In the 1981 New Year Honours, Scott was appointed an Officer of the Order of the British Empire (OBE) for services to jazz music.[9]
Charles Mingus said of him in 1961, "Of the white boys, Ronnie Scott gets closer to the negro blues feeling, the way Zoot Sims does."[10] Scott recorded infrequently during the last few decades of his career. He suffered from depression. While recovering from surgery for tooth implants, he died at the age of 69 from an accidental overdose of barbiturate prescribed by his dentist. The Westminster coroner's inquest in February 1997 recorded a verdict of 'death by misadventure'.
Ronnie Scott's widow, Mary Scott, and her daughter, Rebecca Scott, wrote the memoir A Fine Kind of Madness: Ronnie Scott Remembered, with a foreword by Spike Milligan. The book was published in 1999 in London by Headline Book Publishing.
Scott is perhaps best remembered for co-founding, with former tenor sax player Pete King, Ronnie Scott's Jazz Club, which opened on 30 October 1959 in a basement at 39 Gerrard Street in London's Soho district, with the debut of a young alto sax player named Peter King (no relation), before later moving to a larger venue nearby at 47 Frith Street in 1965.[11] The original venue continued in operation as the "Old Place" until the lease ran out in 1967, and was used for performances by the up-and-coming generation of domestic musicians.[12]
Scott regularly acted as the club's genial master of ceremonies, and was noted for his repertoire of jokes, asides and one-liners. A typical introduction might go: "Our next guest is one of the finest musicians in the country. In the city, he's crap". Another memorable announcement was: "Next week we're proud to have a quartet featuring Stan Getz and violinist Stuff Smith. It's called the 'Getz-Stuffed quartet'."[citation needed] Ronnie often used in later days the services of John Schatt to book rock bands for Ronnie Scott's upstairs.

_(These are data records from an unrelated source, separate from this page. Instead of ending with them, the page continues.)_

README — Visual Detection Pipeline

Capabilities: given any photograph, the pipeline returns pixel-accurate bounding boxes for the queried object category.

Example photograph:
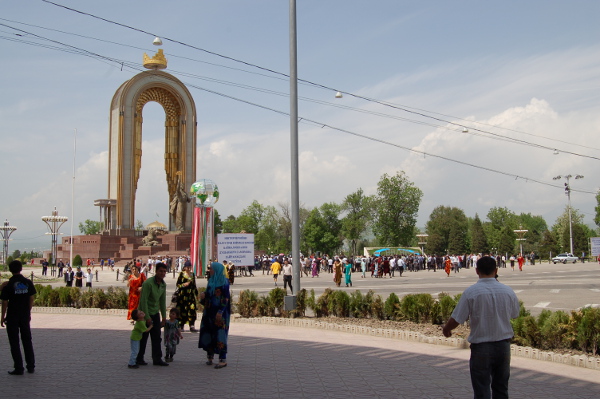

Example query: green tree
[373,172,423,245]
[275,202,310,253]
[302,203,342,254]
[426,206,468,254]
[517,213,548,253]
[471,214,489,254]
[237,200,265,234]
[254,205,279,253]
[79,219,103,235]
[552,205,587,252]
[539,230,560,257]
[483,207,518,252]
[341,188,373,255]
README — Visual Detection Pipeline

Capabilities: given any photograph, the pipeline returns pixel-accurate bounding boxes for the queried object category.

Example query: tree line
[221,172,600,258]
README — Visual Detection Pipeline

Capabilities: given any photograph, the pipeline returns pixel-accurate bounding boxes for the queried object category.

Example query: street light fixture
[417,233,429,255]
[552,174,583,255]
[0,220,17,264]
[42,207,72,275]
[513,226,529,256]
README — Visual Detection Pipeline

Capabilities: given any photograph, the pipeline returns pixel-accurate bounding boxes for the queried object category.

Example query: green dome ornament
[190,179,219,206]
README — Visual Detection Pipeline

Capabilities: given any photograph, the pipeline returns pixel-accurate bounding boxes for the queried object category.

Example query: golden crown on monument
[144,49,167,69]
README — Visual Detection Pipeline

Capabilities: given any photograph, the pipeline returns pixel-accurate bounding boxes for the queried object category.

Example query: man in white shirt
[443,256,519,399]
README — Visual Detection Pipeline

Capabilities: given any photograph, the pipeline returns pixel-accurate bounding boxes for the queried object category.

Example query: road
[15,262,600,315]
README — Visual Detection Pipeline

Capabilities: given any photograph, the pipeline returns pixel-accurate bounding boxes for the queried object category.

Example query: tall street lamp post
[513,226,529,256]
[0,220,17,264]
[417,233,429,255]
[42,207,68,276]
[553,174,583,255]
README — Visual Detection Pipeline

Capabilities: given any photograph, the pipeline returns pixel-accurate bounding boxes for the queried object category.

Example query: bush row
[512,304,600,355]
[235,288,600,355]
[34,284,129,309]
[235,288,460,324]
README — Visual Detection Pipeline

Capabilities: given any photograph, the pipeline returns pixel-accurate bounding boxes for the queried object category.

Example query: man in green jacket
[137,263,169,366]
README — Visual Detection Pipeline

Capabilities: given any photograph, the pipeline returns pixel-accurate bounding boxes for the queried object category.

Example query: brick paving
[0,313,600,399]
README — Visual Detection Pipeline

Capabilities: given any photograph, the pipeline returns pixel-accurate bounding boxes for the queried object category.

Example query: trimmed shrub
[268,287,285,316]
[400,294,434,323]
[257,296,275,316]
[371,295,385,320]
[328,291,350,317]
[577,308,600,355]
[290,288,308,317]
[350,290,368,318]
[315,288,333,317]
[383,292,400,320]
[236,290,258,317]
[438,292,460,323]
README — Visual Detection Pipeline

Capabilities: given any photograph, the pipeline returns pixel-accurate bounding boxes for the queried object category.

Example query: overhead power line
[0,11,596,194]
[42,0,600,160]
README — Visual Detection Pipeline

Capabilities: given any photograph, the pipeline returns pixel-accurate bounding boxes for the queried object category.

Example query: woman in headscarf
[127,266,146,320]
[177,264,198,332]
[344,262,352,287]
[333,256,342,287]
[198,262,231,369]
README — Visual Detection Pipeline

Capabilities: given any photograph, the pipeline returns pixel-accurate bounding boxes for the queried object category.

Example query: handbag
[171,288,179,303]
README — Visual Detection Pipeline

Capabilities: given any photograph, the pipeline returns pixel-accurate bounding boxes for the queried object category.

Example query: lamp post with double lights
[42,207,72,276]
[513,226,529,256]
[0,220,17,264]
[552,174,583,255]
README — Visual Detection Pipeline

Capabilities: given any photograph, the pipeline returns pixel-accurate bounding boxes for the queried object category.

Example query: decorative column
[190,179,219,276]
[0,220,17,264]
[42,207,68,276]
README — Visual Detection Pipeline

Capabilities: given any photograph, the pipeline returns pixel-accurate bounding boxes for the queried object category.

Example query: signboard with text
[217,233,254,266]
[590,237,600,256]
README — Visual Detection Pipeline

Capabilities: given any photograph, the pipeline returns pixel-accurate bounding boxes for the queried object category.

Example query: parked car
[552,253,579,264]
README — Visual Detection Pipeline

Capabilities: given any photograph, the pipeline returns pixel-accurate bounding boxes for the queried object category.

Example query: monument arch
[108,67,197,233]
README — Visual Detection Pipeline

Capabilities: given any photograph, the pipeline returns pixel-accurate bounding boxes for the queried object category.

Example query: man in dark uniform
[0,260,36,375]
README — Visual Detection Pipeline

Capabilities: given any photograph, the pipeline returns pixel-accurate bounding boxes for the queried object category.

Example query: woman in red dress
[127,266,146,320]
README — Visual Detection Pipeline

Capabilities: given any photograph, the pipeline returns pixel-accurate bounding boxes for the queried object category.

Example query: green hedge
[34,284,129,309]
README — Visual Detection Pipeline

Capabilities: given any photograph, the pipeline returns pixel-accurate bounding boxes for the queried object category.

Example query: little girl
[165,308,183,362]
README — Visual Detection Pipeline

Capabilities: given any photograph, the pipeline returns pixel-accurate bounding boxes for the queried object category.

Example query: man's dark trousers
[137,313,162,363]
[6,315,35,371]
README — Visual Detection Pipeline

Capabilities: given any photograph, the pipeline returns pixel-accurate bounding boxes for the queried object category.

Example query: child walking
[127,309,152,369]
[165,308,183,363]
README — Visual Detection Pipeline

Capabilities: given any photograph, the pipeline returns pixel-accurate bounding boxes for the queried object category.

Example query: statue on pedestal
[142,229,158,247]
[169,172,191,232]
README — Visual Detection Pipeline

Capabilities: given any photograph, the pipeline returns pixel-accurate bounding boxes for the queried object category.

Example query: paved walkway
[0,313,600,399]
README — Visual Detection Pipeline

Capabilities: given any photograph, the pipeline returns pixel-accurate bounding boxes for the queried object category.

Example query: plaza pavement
[0,313,600,399]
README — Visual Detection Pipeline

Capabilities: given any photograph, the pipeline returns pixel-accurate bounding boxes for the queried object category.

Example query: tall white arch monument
[104,49,197,233]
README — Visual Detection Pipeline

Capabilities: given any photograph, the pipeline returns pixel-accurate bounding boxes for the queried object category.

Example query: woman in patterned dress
[198,262,231,369]
[127,266,146,320]
[177,265,198,332]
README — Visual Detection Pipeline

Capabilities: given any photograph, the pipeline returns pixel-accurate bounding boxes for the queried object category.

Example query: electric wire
[0,11,595,194]
[42,0,600,160]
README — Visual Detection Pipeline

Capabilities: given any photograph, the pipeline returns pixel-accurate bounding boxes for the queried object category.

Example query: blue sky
[0,0,600,253]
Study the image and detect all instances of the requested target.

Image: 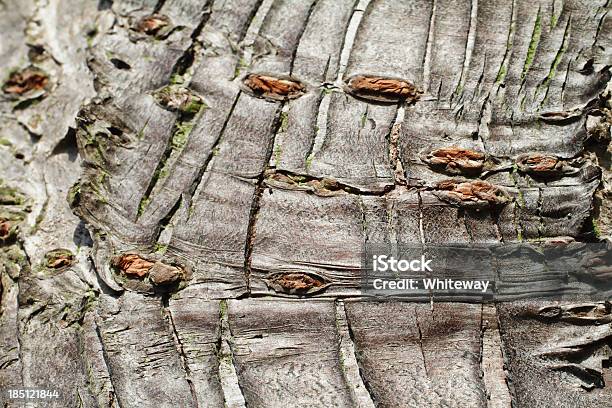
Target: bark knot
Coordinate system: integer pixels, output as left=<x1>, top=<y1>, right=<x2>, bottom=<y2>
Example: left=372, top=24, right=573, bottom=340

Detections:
left=2, top=66, right=49, bottom=96
left=434, top=179, right=509, bottom=210
left=242, top=74, right=306, bottom=100
left=423, top=146, right=485, bottom=174
left=268, top=272, right=329, bottom=295
left=134, top=14, right=170, bottom=35
left=347, top=75, right=422, bottom=102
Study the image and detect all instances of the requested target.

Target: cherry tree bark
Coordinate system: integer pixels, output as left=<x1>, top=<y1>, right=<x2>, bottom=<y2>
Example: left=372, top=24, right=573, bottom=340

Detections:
left=0, top=0, right=612, bottom=408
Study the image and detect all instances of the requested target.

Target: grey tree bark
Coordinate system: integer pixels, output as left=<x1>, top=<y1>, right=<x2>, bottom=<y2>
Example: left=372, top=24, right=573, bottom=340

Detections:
left=0, top=0, right=612, bottom=408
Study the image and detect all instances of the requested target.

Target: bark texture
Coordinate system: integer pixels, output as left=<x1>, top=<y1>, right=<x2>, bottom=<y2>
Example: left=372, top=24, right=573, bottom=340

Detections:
left=0, top=0, right=612, bottom=408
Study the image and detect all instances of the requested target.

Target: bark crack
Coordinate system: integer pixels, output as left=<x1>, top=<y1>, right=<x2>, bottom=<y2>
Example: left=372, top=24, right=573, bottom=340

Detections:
left=217, top=299, right=247, bottom=408
left=161, top=294, right=200, bottom=408
left=335, top=299, right=378, bottom=408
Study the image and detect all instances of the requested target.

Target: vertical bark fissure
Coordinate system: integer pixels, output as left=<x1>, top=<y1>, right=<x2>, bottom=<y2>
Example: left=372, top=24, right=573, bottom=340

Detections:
left=217, top=300, right=247, bottom=408
left=186, top=92, right=242, bottom=220
left=422, top=0, right=438, bottom=93
left=161, top=294, right=200, bottom=408
left=414, top=306, right=429, bottom=378
left=336, top=300, right=379, bottom=408
left=306, top=0, right=371, bottom=166
left=93, top=320, right=123, bottom=408
left=451, top=0, right=478, bottom=105
left=495, top=304, right=521, bottom=408
left=244, top=102, right=285, bottom=293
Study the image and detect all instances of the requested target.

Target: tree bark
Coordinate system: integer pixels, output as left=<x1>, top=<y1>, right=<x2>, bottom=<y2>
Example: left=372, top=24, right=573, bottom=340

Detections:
left=0, top=0, right=612, bottom=408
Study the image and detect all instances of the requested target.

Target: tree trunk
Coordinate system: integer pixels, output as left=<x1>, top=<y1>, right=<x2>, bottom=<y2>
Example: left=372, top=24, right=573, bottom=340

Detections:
left=0, top=0, right=612, bottom=408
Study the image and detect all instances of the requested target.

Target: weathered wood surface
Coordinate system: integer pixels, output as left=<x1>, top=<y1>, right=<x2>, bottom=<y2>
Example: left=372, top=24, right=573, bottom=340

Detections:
left=0, top=0, right=612, bottom=408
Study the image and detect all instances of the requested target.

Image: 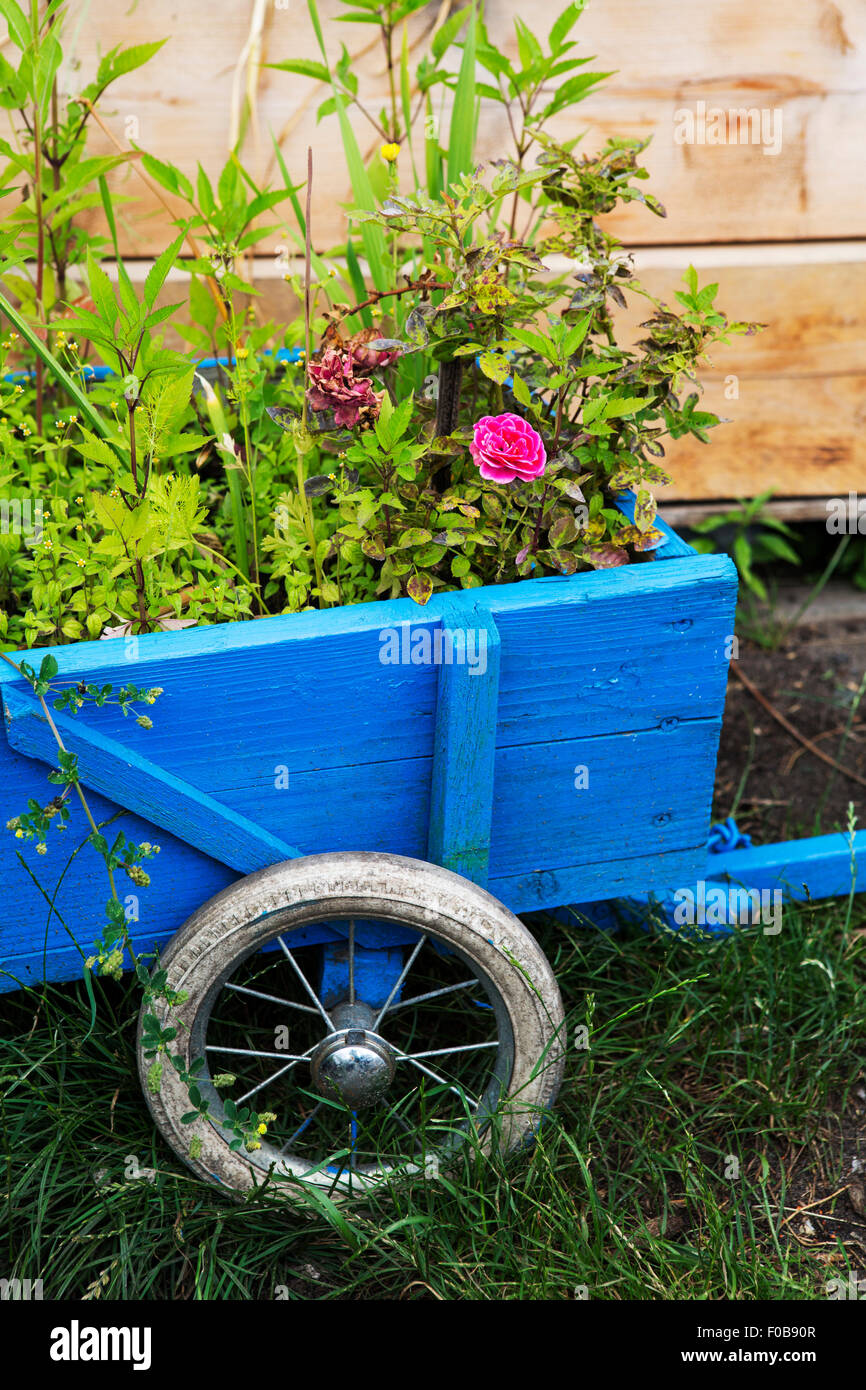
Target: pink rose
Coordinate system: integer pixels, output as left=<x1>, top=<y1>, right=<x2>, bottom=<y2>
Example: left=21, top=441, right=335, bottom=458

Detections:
left=468, top=414, right=548, bottom=482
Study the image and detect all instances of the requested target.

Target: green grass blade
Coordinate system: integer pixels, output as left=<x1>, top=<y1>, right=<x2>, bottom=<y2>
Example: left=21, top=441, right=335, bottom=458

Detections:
left=0, top=293, right=121, bottom=450
left=448, top=6, right=478, bottom=185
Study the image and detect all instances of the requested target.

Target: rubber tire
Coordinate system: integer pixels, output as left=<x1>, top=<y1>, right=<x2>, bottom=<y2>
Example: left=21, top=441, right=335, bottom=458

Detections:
left=138, top=852, right=564, bottom=1195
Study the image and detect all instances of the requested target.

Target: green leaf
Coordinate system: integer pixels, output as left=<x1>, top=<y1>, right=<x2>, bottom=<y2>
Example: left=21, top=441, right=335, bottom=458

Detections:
left=478, top=352, right=509, bottom=385
left=261, top=58, right=331, bottom=82
left=97, top=39, right=168, bottom=86
left=145, top=232, right=186, bottom=309
left=0, top=0, right=31, bottom=51
left=142, top=154, right=195, bottom=203
left=548, top=0, right=587, bottom=53
left=431, top=6, right=471, bottom=63
left=88, top=247, right=117, bottom=336
left=602, top=396, right=649, bottom=420
left=406, top=574, right=432, bottom=605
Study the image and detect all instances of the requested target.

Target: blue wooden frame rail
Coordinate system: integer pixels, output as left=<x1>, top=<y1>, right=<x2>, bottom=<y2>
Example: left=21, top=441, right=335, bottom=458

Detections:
left=3, top=688, right=300, bottom=873
left=427, top=600, right=502, bottom=888
left=706, top=830, right=866, bottom=902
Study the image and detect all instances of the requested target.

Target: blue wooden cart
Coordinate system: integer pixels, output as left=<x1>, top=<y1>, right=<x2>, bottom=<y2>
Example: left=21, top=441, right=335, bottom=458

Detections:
left=0, top=514, right=851, bottom=1190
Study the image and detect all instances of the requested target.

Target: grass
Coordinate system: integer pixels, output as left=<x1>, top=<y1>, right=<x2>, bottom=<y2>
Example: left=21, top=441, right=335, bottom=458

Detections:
left=0, top=898, right=866, bottom=1301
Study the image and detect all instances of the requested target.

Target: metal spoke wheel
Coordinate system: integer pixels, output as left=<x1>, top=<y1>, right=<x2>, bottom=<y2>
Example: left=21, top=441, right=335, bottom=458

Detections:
left=139, top=852, right=564, bottom=1195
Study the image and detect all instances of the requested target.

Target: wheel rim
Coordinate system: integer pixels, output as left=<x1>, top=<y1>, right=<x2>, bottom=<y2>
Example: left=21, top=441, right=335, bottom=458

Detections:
left=189, top=919, right=514, bottom=1194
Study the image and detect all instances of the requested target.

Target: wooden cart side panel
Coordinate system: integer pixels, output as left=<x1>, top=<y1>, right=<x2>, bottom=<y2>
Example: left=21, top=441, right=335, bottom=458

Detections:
left=0, top=556, right=735, bottom=772
left=0, top=720, right=719, bottom=969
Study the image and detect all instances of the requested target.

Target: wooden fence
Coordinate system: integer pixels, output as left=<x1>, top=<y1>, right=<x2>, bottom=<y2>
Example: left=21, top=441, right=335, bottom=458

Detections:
left=32, top=0, right=866, bottom=512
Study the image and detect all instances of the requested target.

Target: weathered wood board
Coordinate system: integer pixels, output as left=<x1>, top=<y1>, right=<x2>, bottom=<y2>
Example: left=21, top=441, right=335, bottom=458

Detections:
left=33, top=0, right=866, bottom=254
left=0, top=538, right=735, bottom=987
left=219, top=247, right=866, bottom=500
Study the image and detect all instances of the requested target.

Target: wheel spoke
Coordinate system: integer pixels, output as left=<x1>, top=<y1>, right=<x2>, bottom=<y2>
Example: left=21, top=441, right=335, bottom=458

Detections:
left=349, top=922, right=354, bottom=1004
left=400, top=1041, right=499, bottom=1062
left=235, top=1048, right=313, bottom=1105
left=371, top=935, right=427, bottom=1033
left=204, top=1043, right=311, bottom=1062
left=386, top=980, right=478, bottom=1013
left=277, top=937, right=336, bottom=1033
left=395, top=1048, right=481, bottom=1109
left=225, top=984, right=320, bottom=1017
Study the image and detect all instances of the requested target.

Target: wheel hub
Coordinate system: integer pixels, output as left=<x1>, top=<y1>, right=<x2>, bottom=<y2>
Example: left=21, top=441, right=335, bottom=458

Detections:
left=310, top=1004, right=395, bottom=1109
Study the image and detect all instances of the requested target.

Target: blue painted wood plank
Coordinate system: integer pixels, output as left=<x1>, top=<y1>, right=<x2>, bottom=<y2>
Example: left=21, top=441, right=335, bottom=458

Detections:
left=0, top=542, right=735, bottom=977
left=427, top=605, right=500, bottom=887
left=3, top=687, right=299, bottom=873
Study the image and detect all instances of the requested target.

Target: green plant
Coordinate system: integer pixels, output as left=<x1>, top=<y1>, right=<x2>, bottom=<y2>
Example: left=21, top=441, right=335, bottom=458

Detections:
left=692, top=492, right=801, bottom=603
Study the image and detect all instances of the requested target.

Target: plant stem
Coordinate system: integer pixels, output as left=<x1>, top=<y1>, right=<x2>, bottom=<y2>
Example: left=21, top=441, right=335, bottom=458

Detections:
left=31, top=0, right=46, bottom=434
left=0, top=652, right=120, bottom=902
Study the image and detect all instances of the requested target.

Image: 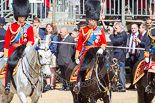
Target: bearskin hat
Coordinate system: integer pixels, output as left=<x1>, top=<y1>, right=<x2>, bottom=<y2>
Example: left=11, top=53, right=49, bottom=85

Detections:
left=13, top=0, right=30, bottom=20
left=86, top=0, right=101, bottom=20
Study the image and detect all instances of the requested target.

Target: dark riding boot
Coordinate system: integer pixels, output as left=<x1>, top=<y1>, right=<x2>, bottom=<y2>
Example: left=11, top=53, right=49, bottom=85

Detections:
left=4, top=66, right=13, bottom=95
left=73, top=71, right=82, bottom=94
left=145, top=72, right=152, bottom=93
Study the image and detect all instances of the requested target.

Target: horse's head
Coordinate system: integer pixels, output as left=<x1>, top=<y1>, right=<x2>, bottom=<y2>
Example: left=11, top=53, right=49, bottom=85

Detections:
left=33, top=40, right=52, bottom=77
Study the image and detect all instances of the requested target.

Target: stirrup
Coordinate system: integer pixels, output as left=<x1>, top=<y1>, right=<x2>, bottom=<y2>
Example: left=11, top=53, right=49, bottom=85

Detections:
left=73, top=85, right=80, bottom=94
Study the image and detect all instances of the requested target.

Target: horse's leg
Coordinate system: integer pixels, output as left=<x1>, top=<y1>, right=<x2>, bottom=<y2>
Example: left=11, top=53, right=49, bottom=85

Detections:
left=136, top=83, right=146, bottom=103
left=102, top=90, right=111, bottom=103
left=17, top=91, right=27, bottom=103
left=144, top=92, right=154, bottom=103
left=31, top=94, right=39, bottom=103
left=90, top=98, right=97, bottom=103
left=7, top=92, right=14, bottom=103
left=71, top=88, right=88, bottom=103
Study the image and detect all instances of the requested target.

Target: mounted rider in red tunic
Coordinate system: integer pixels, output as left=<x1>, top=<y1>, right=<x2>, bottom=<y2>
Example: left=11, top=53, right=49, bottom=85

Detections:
left=4, top=0, right=34, bottom=95
left=73, top=0, right=107, bottom=94
left=144, top=23, right=155, bottom=93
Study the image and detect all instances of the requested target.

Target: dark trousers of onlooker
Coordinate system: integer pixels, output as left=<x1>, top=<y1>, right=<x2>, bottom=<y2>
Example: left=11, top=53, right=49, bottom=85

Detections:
left=129, top=54, right=138, bottom=85
left=59, top=65, right=67, bottom=88
left=130, top=0, right=138, bottom=19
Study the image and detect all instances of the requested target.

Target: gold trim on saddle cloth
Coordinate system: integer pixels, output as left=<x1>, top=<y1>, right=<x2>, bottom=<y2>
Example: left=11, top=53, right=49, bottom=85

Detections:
left=70, top=65, right=93, bottom=82
left=9, top=25, right=22, bottom=43
left=133, top=59, right=146, bottom=84
left=0, top=59, right=21, bottom=78
left=82, top=29, right=92, bottom=44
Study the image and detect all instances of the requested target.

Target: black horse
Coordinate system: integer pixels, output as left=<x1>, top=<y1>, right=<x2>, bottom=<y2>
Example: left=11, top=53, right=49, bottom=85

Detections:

After Scott's death, King continued to run the club for a further nine years, before selling the club to theatre impresario Sally Greene in June 2005.
In September 2013, while the club was being redecorated, a 12-metre-square (39 ft2) hoarding was placed on the Frith Street façade as a tribute to its eponymous founder, bearing a giant photograph of Ronnie Scott by Val Wilmer, alongside one of his one-liners: "I love this place, it's just like home, filthy and full of strangers."[13]
As well as participating in name orchestras, Scott led or co-led numerous bands featuring some of Britain's most prominent jazz musicians of the day.
On 7 April 1957, The Jazz Couriers, co-led by Tubby Hayes and Ronnie Scott, debuted at the new Flamingo Club in Wardour Street, Soho. The group lasted until 30 August 1959.